El fútbol es, en no pocas ocasiones, tremendamente caprichoso. Ayer, pese a que nadie lo deseaba y a que existía un pírrico
6% de posibilidades, el bombo emparejó a
Villarreal y
Sevilla. La eliminatoria será especial porque
España se quedará con un solo representante en la
Europa League, por tratarse de dos equipos de un rendimiento casi gemelo que se conocen a la perfección y que se enfrentarán tres veces en muy pocos días; por contar los castellonenses con un 'crack',
Cheryshev, que no pasó de paquete en
Nervión; y, sobre todo, por estar dirigidos por
Marcelino García Toral.
Resulta extraño, de primeras, que en un club se le guarde tanto cariño a un técnico foráneo que estuvo apenas seis meses en el cargo, que cayó con estrépito en la
ronda previa del torneo continental, ante el
Hannover, y que navegó por la
Liga con mucha más pena que gloria. Es raro. O no. En realidad, el entrañable asturiano tuvo aquí bastante más de
víctima que de
culpable.

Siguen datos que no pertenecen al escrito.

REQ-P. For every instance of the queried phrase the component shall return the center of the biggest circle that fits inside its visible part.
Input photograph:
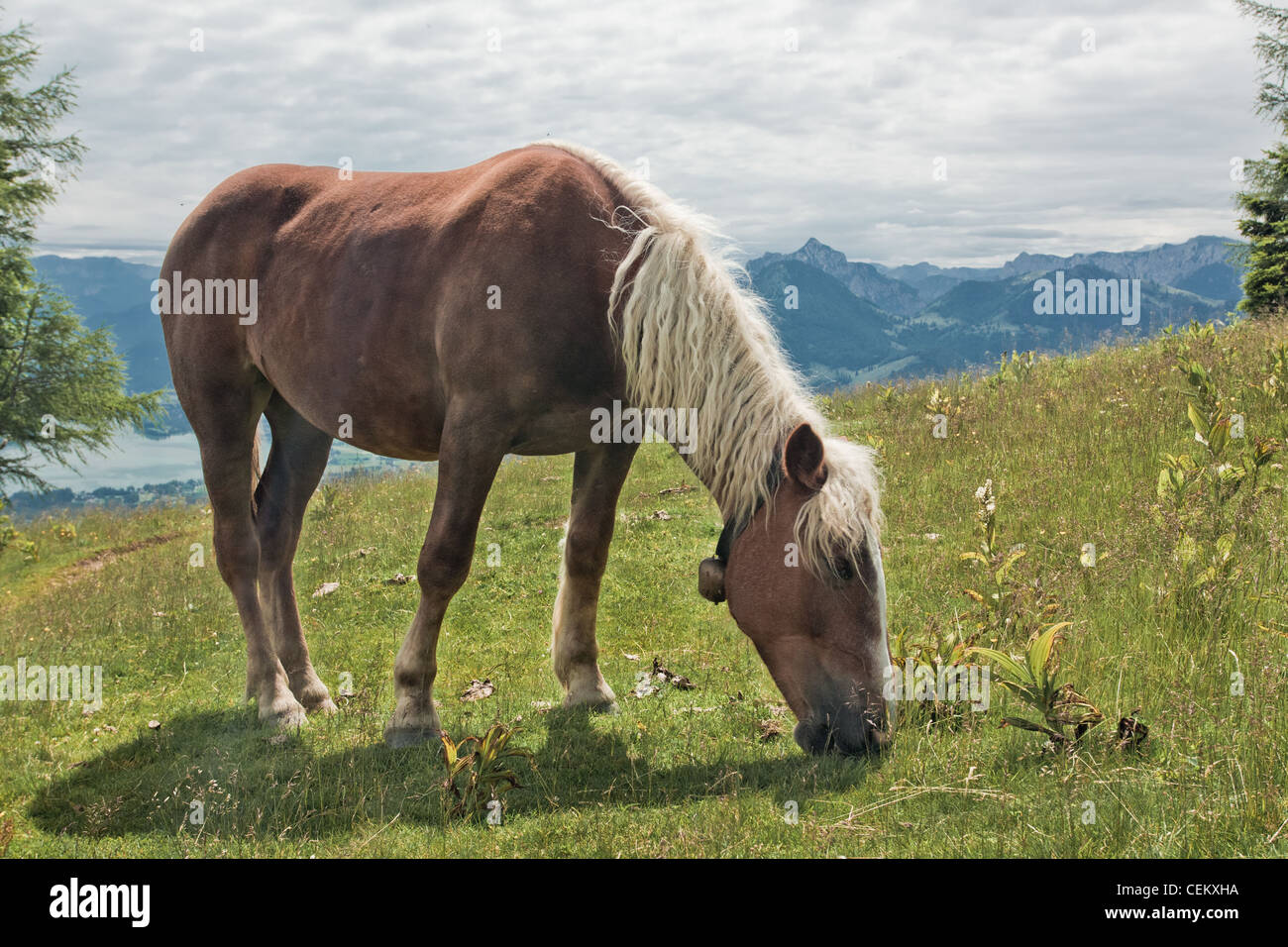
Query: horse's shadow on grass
(214, 774)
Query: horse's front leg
(468, 463)
(596, 480)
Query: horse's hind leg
(295, 464)
(596, 479)
(226, 431)
(468, 463)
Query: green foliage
(1001, 594)
(60, 386)
(480, 770)
(1033, 678)
(1263, 200)
(1211, 493)
(1013, 368)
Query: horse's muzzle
(846, 731)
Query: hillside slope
(1180, 616)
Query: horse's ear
(803, 458)
(711, 579)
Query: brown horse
(500, 309)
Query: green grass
(1074, 451)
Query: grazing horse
(496, 309)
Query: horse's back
(403, 291)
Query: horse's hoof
(595, 703)
(402, 737)
(283, 715)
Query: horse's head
(804, 581)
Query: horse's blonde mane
(692, 337)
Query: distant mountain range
(841, 321)
(846, 322)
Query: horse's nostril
(848, 735)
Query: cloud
(782, 120)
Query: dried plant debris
(771, 728)
(651, 682)
(478, 689)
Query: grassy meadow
(1183, 618)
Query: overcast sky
(1061, 127)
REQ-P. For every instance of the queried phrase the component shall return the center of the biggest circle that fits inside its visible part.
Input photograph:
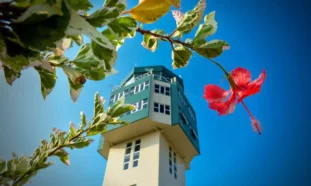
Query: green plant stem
(51, 154)
(172, 41)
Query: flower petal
(253, 87)
(214, 93)
(241, 76)
(256, 126)
(226, 107)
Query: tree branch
(172, 41)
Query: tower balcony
(161, 106)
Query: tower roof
(155, 69)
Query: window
(146, 84)
(172, 164)
(165, 109)
(145, 103)
(157, 88)
(136, 153)
(132, 90)
(126, 92)
(156, 107)
(162, 90)
(183, 118)
(193, 133)
(167, 91)
(140, 105)
(112, 99)
(127, 156)
(120, 95)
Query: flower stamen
(256, 125)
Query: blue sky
(263, 34)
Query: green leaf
(210, 49)
(22, 165)
(115, 121)
(57, 60)
(80, 143)
(72, 130)
(80, 5)
(98, 106)
(77, 39)
(63, 156)
(191, 18)
(120, 108)
(123, 27)
(109, 56)
(117, 3)
(3, 52)
(150, 42)
(47, 78)
(16, 63)
(180, 56)
(41, 32)
(10, 75)
(37, 13)
(97, 129)
(116, 42)
(107, 14)
(2, 165)
(208, 28)
(82, 119)
(76, 81)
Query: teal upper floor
(144, 83)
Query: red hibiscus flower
(241, 87)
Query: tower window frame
(136, 153)
(127, 156)
(162, 108)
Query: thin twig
(52, 153)
(172, 41)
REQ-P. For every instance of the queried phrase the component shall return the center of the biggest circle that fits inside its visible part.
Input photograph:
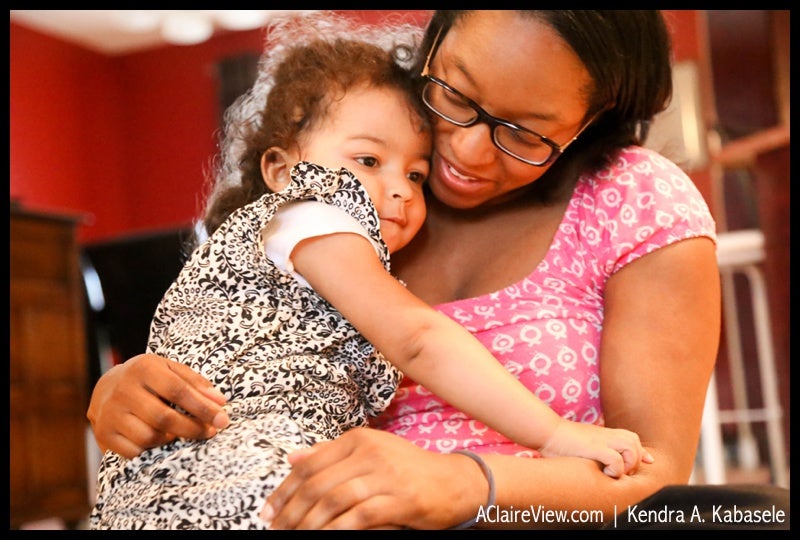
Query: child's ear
(275, 166)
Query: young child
(286, 304)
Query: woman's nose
(473, 145)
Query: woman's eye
(368, 161)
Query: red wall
(125, 140)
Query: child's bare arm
(440, 354)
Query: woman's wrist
(487, 472)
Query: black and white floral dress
(295, 372)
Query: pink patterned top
(546, 328)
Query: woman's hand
(130, 406)
(368, 479)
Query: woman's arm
(129, 407)
(660, 339)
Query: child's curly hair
(309, 59)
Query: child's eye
(417, 177)
(368, 161)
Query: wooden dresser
(48, 372)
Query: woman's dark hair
(306, 68)
(628, 54)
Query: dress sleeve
(647, 202)
(297, 221)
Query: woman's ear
(275, 166)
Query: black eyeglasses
(515, 140)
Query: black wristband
(489, 477)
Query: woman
(585, 263)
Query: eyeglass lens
(455, 108)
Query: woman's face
(518, 69)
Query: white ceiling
(107, 31)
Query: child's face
(374, 134)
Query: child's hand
(619, 451)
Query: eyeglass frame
(483, 117)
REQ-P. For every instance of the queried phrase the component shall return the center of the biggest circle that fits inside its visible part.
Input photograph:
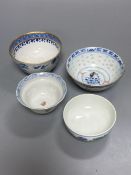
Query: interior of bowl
(89, 115)
(35, 47)
(95, 66)
(41, 92)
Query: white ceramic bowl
(89, 116)
(36, 51)
(95, 68)
(41, 92)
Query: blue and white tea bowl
(36, 51)
(41, 92)
(89, 117)
(95, 68)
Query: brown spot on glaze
(43, 103)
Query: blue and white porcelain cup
(36, 51)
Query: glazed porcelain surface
(95, 68)
(89, 116)
(36, 51)
(41, 92)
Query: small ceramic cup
(89, 116)
(36, 51)
(95, 68)
(41, 92)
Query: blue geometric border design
(96, 50)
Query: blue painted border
(32, 36)
(96, 50)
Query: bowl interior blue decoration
(95, 67)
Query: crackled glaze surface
(37, 52)
(41, 91)
(89, 116)
(96, 67)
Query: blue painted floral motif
(34, 37)
(96, 50)
(82, 139)
(23, 66)
(93, 79)
(40, 67)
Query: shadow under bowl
(89, 116)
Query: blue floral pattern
(96, 49)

Se encontró, de súbito, con un plantel diseñado para otro entrenador (el escurridizo y 'loco'
Bielsa), no halló una respuesta a su única petición (
Gio, ese punta que arrastra a los centrales, tan determinante en su sistema), sufrió las bajas durante meses de
Kanouté y
Negredo (con lo que tuvo que jugar con
Manu del Moral muchos partidos como único punta, sin ni siquiera serlo y sin ni siquiera asomarse a la suela de los otros dos) y fue engullido por un vestuario maleducado y tragón, al que tampoco
Míchel supo enderezar y que sólo pudo sanearse mediante demolición.
Marcelino no es sólo un notable técnico que sacó al
Villarreal del infierno para instalarlo de nuevo en la elite, donde sigue en pie aún en las tres competiciones; es, para quien ha tenido la suerte de conocerle, un
tipo sin igual e incontaminable en un mundo del fútbol tan caprichoso como turbio y traicionero.